THE BOOK OF MY LIVES
By Aleksandar Hemon.
Farrar, Straus & Giroux. 224pp. $25
The Bosnian novelist Aleksandar Hemon’s first book of nonfiction, The Book of My Lives, is less a memoir than a series of interconnected essays, snapshots that rattle between past and present, exploring the discontinuities — and surprising connections — in a life disrupted by war and loss. Hemon was born in Sarajevo, Yugoslavia, in 1965, and the book opens a window into a period of history that for most American readers is half-remembered through the glimpses of news bulletins. Hemon is a smart, funny, and cynical eyewitness, who writes honestly about his near-suicidal dread of what war would do to his family, city, and country. At the same time, the book’s larger themes are universal: sibling rivalry, youthful rebellion, exile and immigration, marriage, divorce, and fatherhood.
The first story describes a four-year-old Hemon, bewildered by the birth of his sister at home, trying to peep through the keyhole of his bedroom to see what is going on, a metaphor he calls “somewhat Freudian” but that also aptly describes the limited vision and understanding of a child. Once his sister is installed in his life, he’s so disturbed by the sudden loss of his place as the center of his family’s universe that, “I tried to exterminate her as soon as an opportunity presented itself.” This sudden dark swerve — and little Sasha does try pressing his hands down on his baby sister’s throat when his mother is out of the room — is characteristic of Hemon’s unflinching writing. So too is the outcome: the sudden awareness of love for his sister that surges up too slowly to stop him from choking her, her rescue by her mother, and his recognition of what love and family means to a child: “Never again would I have all the chocolate for myself.”
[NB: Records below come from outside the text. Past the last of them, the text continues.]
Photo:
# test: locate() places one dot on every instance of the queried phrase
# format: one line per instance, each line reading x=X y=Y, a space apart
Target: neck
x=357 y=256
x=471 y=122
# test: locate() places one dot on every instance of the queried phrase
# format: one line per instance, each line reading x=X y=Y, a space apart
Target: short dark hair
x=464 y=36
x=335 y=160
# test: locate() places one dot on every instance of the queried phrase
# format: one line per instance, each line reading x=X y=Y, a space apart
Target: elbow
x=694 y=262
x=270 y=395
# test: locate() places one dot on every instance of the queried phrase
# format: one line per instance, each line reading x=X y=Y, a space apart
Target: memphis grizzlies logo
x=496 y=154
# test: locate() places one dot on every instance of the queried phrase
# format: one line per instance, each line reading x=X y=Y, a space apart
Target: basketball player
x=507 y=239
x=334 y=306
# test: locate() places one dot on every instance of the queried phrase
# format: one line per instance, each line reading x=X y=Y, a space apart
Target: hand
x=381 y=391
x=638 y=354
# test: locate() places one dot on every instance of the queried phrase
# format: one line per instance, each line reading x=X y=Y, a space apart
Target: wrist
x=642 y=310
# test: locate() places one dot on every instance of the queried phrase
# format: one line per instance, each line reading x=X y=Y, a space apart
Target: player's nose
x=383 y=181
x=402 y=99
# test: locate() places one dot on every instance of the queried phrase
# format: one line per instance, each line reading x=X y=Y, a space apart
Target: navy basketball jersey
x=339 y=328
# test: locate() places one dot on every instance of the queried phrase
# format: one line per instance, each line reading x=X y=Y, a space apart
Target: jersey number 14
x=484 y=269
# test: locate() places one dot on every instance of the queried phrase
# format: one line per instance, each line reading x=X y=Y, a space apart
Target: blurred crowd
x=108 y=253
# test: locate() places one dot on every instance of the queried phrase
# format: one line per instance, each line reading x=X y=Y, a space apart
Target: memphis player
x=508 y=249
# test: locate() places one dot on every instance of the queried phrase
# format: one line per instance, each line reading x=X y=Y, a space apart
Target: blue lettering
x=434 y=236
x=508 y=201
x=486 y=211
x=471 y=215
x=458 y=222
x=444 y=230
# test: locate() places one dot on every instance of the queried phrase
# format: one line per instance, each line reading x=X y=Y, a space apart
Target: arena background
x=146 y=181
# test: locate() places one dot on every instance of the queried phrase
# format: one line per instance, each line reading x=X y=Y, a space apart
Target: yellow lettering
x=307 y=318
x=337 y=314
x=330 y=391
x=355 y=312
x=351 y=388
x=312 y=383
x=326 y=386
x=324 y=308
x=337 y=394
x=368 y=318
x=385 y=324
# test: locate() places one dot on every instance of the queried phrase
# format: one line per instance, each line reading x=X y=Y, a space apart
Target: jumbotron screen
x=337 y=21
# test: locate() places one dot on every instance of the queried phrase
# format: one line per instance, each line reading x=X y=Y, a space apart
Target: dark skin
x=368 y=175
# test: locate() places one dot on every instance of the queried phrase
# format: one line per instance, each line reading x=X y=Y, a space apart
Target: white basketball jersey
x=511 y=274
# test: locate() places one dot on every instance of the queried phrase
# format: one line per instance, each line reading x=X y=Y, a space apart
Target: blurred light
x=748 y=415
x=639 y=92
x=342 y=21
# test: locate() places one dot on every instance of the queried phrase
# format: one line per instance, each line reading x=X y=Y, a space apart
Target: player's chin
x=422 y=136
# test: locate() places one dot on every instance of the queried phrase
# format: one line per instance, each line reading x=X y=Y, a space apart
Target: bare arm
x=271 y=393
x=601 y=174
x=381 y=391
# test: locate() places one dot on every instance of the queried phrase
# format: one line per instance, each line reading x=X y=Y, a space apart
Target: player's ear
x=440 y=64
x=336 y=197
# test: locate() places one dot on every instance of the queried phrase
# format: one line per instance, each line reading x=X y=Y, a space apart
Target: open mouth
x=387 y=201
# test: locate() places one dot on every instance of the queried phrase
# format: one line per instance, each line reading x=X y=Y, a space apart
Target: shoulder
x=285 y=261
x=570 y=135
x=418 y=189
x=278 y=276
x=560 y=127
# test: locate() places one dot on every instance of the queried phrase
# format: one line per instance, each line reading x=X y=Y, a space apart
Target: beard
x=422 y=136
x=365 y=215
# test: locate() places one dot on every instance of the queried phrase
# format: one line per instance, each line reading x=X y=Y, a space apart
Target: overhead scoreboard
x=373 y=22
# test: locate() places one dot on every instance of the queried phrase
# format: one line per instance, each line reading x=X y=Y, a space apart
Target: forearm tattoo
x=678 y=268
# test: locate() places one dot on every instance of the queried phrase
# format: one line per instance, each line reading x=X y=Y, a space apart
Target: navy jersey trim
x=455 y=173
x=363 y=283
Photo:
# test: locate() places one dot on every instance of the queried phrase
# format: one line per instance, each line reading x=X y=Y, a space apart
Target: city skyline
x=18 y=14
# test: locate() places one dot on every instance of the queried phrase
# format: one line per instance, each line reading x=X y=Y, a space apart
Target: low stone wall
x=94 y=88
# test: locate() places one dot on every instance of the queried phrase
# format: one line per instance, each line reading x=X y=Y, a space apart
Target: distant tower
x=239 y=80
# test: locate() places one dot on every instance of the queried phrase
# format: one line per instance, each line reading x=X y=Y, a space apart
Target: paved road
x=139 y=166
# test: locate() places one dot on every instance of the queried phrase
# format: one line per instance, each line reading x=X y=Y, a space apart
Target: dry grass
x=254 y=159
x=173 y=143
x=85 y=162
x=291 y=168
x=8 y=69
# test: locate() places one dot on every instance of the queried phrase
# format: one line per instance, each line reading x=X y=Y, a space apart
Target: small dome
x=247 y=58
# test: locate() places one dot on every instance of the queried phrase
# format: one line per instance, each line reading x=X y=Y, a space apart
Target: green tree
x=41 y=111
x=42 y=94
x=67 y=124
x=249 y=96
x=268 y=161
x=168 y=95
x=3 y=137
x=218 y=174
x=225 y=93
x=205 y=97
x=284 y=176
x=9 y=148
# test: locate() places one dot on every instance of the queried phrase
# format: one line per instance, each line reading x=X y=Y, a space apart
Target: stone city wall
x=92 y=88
The approaching cataclysm of the Bosnian war shadows even these stories from his secure and loving childhood under Communism in Sarajevo. He describes the tribalism of little boys, fiercely loyal to their own gangs, and his own dawning awareness of ethnic difference. At a party, Hemon notes that the birthday boy is wearing a colorful jumper, quite distinct from the drab clothes available at home, which he explains comes from Turkey. “So you are a Turk!” responds Hemon, to the shocked silence of everyone around him, and the tears of the little boy. His parents explain to him that Turk is derogatory slang for a Bosnian Muslim, and that Hemon had cheerfully and unwittingly marked out his friend’s ethnic difference. In another world such a story would be just a lesson in the power of language; in this world, it’s the first distant echo of gunfire.
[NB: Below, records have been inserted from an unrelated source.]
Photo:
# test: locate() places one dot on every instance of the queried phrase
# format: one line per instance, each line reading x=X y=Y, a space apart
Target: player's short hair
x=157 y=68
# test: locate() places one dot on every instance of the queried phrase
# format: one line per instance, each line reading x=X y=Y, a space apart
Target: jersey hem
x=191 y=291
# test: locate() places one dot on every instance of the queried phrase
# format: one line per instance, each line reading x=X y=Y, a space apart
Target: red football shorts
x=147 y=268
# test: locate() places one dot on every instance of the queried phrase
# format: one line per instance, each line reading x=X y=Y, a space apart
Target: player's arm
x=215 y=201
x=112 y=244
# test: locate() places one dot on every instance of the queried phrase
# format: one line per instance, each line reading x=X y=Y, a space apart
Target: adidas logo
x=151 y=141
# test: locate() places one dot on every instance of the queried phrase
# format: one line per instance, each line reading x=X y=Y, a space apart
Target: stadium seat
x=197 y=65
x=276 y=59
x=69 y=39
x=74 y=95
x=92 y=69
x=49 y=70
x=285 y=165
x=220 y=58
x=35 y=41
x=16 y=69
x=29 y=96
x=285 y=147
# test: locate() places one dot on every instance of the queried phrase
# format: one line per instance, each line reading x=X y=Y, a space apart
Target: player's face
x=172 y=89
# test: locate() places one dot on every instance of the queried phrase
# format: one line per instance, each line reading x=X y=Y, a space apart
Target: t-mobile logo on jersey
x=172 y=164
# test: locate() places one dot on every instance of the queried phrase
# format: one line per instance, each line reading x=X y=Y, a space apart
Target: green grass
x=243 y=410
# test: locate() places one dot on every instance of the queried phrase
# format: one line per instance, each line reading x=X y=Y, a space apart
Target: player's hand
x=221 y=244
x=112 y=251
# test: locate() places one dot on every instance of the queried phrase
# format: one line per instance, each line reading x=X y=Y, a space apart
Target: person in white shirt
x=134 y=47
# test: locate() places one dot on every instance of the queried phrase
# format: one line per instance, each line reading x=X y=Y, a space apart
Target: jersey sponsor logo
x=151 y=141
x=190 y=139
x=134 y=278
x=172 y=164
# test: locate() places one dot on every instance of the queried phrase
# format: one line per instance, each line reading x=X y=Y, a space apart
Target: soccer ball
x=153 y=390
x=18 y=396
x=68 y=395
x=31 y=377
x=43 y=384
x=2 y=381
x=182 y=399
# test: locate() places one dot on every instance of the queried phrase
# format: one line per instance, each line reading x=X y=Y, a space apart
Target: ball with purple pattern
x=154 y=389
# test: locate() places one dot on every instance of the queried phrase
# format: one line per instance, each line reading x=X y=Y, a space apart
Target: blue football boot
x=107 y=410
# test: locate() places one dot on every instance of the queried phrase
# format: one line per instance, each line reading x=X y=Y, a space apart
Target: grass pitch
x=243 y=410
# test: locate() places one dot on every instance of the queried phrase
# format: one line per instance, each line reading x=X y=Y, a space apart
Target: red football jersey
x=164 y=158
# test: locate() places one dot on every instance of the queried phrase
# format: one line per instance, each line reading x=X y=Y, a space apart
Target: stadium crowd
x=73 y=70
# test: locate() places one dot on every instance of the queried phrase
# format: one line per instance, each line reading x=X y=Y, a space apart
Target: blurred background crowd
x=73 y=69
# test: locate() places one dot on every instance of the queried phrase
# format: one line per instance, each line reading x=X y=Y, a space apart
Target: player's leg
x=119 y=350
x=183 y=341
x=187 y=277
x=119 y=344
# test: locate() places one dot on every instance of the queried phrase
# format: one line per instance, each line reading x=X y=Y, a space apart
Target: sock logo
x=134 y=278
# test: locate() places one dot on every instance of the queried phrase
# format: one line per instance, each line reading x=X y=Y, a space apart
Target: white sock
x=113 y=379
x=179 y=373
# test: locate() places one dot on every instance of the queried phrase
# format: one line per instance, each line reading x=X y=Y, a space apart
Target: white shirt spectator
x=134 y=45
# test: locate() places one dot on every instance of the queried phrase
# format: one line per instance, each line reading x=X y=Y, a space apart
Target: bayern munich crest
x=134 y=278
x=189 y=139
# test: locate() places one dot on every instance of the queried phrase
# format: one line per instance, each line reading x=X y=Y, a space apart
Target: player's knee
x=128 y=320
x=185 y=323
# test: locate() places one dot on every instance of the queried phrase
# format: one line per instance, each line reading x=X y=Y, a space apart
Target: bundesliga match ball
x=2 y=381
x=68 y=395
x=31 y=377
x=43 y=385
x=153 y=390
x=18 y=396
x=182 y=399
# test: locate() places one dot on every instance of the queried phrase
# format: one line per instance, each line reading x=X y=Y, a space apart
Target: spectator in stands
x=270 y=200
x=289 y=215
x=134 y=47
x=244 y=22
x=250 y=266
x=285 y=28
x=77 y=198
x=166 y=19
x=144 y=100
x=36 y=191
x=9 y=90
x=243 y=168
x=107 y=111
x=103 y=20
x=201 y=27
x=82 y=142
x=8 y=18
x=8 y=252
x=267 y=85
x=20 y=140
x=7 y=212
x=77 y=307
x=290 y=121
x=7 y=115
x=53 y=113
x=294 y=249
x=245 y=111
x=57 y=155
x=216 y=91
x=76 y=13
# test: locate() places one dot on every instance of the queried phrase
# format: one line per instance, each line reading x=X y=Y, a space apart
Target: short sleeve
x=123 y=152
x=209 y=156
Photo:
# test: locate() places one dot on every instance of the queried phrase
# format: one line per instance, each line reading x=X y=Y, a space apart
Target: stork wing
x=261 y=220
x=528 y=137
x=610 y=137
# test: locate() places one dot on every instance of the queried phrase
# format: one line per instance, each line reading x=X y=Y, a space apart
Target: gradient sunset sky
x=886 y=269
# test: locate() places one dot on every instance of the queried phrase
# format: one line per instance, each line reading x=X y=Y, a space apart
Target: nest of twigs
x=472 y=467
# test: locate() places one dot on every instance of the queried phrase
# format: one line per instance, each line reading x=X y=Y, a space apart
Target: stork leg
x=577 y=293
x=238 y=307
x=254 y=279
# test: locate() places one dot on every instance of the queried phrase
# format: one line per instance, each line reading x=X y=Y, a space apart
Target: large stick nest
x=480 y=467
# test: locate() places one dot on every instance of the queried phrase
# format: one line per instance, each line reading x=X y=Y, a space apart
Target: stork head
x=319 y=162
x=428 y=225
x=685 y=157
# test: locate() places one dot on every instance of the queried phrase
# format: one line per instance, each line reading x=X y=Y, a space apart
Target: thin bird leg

As the relatively stable Communist regime of his childhood begins to be more immediately threatened by the rise of Serbian nationalism and the threat of invasion, Hemon responds by writing and storytelling, working with other young artists and journalists on a youth newspaper. The atmosphere that he describes in the essay “Life During Wartime” is one of desperation, as he and his friends try to counteract the coming of war with the only weapons they have: creative energy, black humor, irreverence, and “hedonistic oblivion.” It is not enough. At the end of the summer of 1991, “The war had arrived, and we were all waiting to see who would live, who would kill, and who would die.”
At his lowest point, staying in a wintry limbo in his family’s mountain cabin with only his dog for company, Hemon receives a phone call to tell him he’s been awarded a one-month writing fellowship in Chicago. While he’s there, the war erupts in earnest, and he’s granted refugee status. Hemon has lived in Chicago ever since, and writes in English, in a precise, direct style full of tiny shocks, unexpected phrases, incongruous jokes, and linguistic surprises that betray the careful craft behind the conversational tone.
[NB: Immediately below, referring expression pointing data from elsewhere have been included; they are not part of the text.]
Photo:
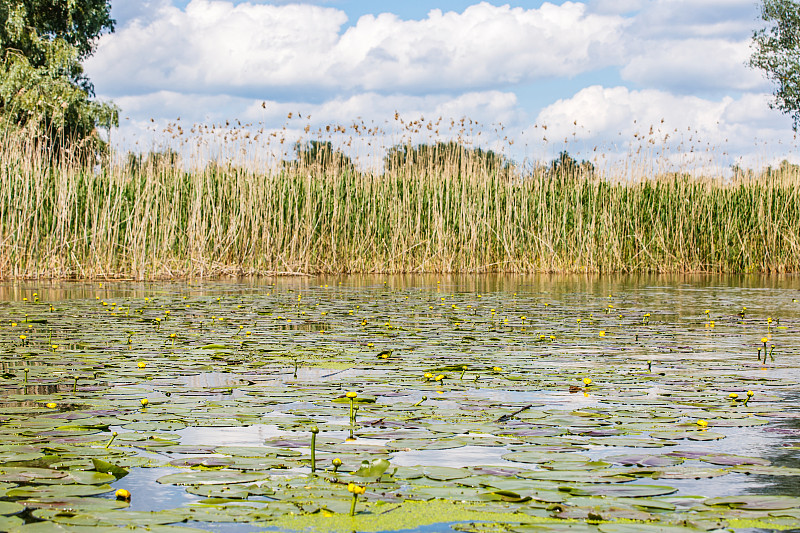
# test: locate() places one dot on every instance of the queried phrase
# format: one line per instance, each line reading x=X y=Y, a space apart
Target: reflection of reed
x=36 y=388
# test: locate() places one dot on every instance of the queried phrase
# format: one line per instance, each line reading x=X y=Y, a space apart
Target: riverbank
x=159 y=221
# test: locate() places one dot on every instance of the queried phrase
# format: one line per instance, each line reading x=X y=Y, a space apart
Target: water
x=254 y=398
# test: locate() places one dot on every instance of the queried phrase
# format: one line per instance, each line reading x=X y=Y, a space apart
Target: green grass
x=447 y=215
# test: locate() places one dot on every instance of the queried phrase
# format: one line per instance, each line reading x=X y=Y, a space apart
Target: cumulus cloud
x=620 y=120
x=693 y=65
x=684 y=19
x=251 y=48
x=217 y=124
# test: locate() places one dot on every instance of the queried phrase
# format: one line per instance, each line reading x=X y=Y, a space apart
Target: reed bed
x=451 y=214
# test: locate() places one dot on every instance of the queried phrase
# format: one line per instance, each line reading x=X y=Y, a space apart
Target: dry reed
x=448 y=214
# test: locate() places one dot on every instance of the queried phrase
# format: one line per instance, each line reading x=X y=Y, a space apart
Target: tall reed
x=443 y=214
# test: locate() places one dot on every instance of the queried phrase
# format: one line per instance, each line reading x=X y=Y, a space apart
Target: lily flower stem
x=313 y=452
x=353 y=505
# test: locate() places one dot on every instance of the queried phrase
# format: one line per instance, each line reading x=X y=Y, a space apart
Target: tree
x=42 y=83
x=776 y=51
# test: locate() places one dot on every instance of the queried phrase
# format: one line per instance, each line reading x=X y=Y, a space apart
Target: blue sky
x=605 y=79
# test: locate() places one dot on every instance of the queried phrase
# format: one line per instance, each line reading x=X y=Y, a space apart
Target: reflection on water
x=676 y=357
x=254 y=435
x=148 y=495
x=457 y=457
x=652 y=286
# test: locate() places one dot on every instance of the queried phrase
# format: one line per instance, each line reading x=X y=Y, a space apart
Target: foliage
x=42 y=83
x=777 y=53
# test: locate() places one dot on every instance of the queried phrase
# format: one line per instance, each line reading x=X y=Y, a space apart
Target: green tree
x=42 y=82
x=776 y=51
Throughout these stories, the writer’s love of cities shines through. Both Sarajevo and Chicago are places he comes to know deeply and intimately, and despite their differences, his love for the first informs his love for the latter. Hemon is a fundamentally urban writer, and writes passionately about the experience of exploring and coming of age in the city, unintimidated by the risk of violence or the confrontation with strangers. He also writes also about people — and dogs — with unbounded curiosity and thoughtful sympathy. This curiosity even extends to the portrait of his literature professor Nikola Koljević, a cultured, Shakespeare-loving mentor and poet who became, for a while, the right-hand man and apologist for Radovan Karadžić, the genocidal Bosnian Serb leader. Rage is always tempered by this urge to understand.
As a writer operating in a second language, Hemon’s turns of phrase are often arrestingly strange, but beautiful. The most devastating story is the final one, which describes the death of his baby daughter Isabel from a vanishingly rare brain tumor. The irony of such a calamity coming so long after Hemon has survived a war and escaped the siege of Sarajevo is not lost on this quietly brilliant writer. The story is also a profound meditation on the limitations of language and imagination — can a parent ever truly imagine the death of his child? — and on love, grief and survival.